The Churn Game

Objective: The business goal of this project was to develop a churn prediction model by identifying the major factors leading to it.

Significance:

The subject of customer retention, loyalty, and churn is receiving attention in many industries.
The unceasing competition in the market has caused companies to divert their focus more towards customer retention rather than customer acquisition.
Research has repeatedly shown that existing customers spend more, purchase higher-margin products/services, and are more likely to refer to additional customers.
So, how do you avoid the high price of constantly replacing existing customers with new ones? Thus, it becomes extremely essential to identify the factors causing a customer to switch and take proactive actions in order to retain them.

Data Description:

The data is a real-world set collected from Kaggle, consisting of 7034 observations and 21 variables.
The data set has 4 numerical variables and 16 categorical variables.
The last column is churn - representing the customers who left in the last month, yes (27%) and those who did not leave, no (73%) is the output variable (y).
There are only 11 missing values, all of them for the TotalCharges column. Moreover, these are exclusive for the customers whose tenure = 0. So, we can conclude and replace these missing values with 0.

Feature Selection:

The 16 categorical variables were converted into numerical variables(binary) by creating dummy variables that give a total of 31 variables.
The correlation map presented that many variables were highly correlated, thus, they were eliminated for model building.
RFE was performed on the remaining variables and depending upon their rank, the best features were selected.

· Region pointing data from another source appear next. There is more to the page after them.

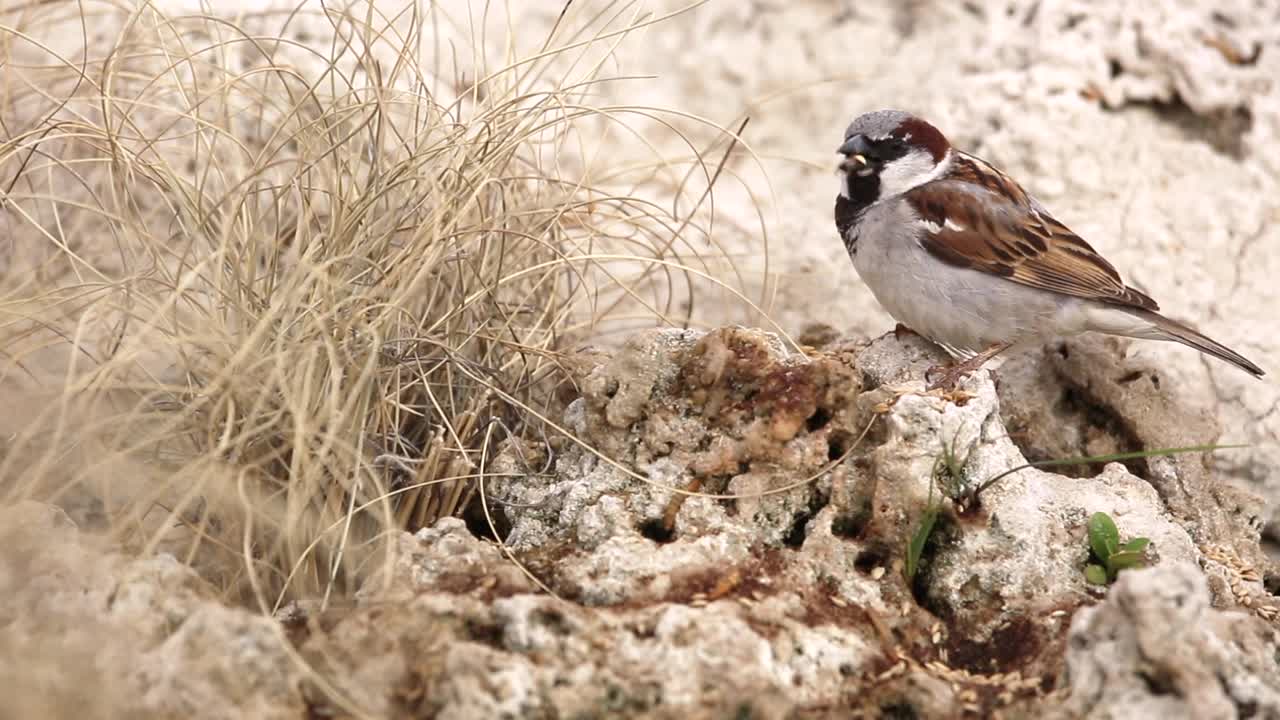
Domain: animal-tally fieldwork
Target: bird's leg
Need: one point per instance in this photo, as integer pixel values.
(947, 376)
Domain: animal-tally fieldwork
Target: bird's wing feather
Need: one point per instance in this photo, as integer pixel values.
(1014, 237)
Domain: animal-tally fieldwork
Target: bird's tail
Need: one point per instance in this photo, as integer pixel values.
(1164, 328)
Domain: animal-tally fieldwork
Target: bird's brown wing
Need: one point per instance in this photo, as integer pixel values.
(1014, 237)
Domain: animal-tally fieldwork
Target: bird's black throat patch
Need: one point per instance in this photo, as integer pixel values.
(863, 191)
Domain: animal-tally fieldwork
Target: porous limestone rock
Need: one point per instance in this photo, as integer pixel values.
(1157, 648)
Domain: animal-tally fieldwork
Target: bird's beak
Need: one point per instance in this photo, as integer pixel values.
(855, 154)
(853, 163)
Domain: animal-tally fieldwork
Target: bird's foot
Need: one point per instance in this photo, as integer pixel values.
(946, 377)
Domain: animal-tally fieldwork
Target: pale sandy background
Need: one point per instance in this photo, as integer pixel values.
(1151, 128)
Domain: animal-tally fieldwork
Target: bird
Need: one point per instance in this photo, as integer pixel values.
(959, 253)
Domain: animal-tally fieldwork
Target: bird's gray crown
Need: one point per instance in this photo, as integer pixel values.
(877, 124)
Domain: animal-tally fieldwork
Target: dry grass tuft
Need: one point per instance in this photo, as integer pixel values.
(264, 300)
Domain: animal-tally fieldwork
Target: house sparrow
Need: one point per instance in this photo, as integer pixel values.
(961, 254)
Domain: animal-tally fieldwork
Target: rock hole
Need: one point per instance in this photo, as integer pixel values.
(1271, 583)
(900, 710)
(656, 531)
(1157, 683)
(818, 420)
(869, 559)
(853, 523)
(1011, 646)
(836, 446)
(484, 633)
(479, 525)
(1084, 427)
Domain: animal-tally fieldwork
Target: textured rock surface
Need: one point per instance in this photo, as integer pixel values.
(1123, 660)
(741, 602)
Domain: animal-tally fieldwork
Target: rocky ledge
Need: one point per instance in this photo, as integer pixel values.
(726, 531)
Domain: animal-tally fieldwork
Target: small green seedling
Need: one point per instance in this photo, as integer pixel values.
(1109, 554)
(915, 545)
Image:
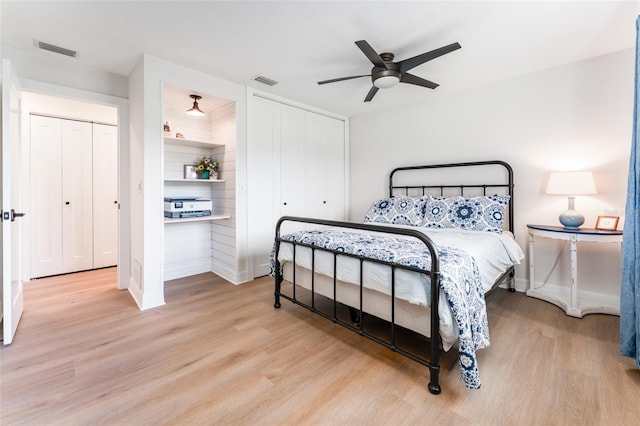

Logistic regression model:

After selecting the features and splitting the data set to 70:30, logistic regression was performed using the Sklearn package.
Interestingly all the variables proved to be significant as the p-value for all of them was less than 0.05.
This suggests that the model is a good fit i.e. it shows good convergence.

Decision tree:

The decision tree algorithm was applied to the data set using the same significant variables.
The accuracy resulted was 73%.

Analysis:

As shown in the confusion matrix, the logistic regression model gives us an accuracy of 72.7%, an average precision rate of 79% and f1-score of 0.79
The ROC rate(area under the ROC curve ) is around 71% which proves that the model is a good fit.
The decision tree model also gave an accuracy of 73%, which is quite similar to that of the logistic model.

So, both of the models are a good fit for this data.

Results:

Out of the given variables, I have screened these variables as the most significant metrics (KPIs):

Tenure
Monthly Charges
Phone Services
Multiple Lines
Senior Citizens
Dependents
Online Security
Online Backup
Device Protection
Tech Support
Contracts
Paperless Billing
Payment Methods

Summary:

After learning the KPIs, it becomes easy for the companies to focus on the significant metrics and make business decisions based on them to retain their customer base.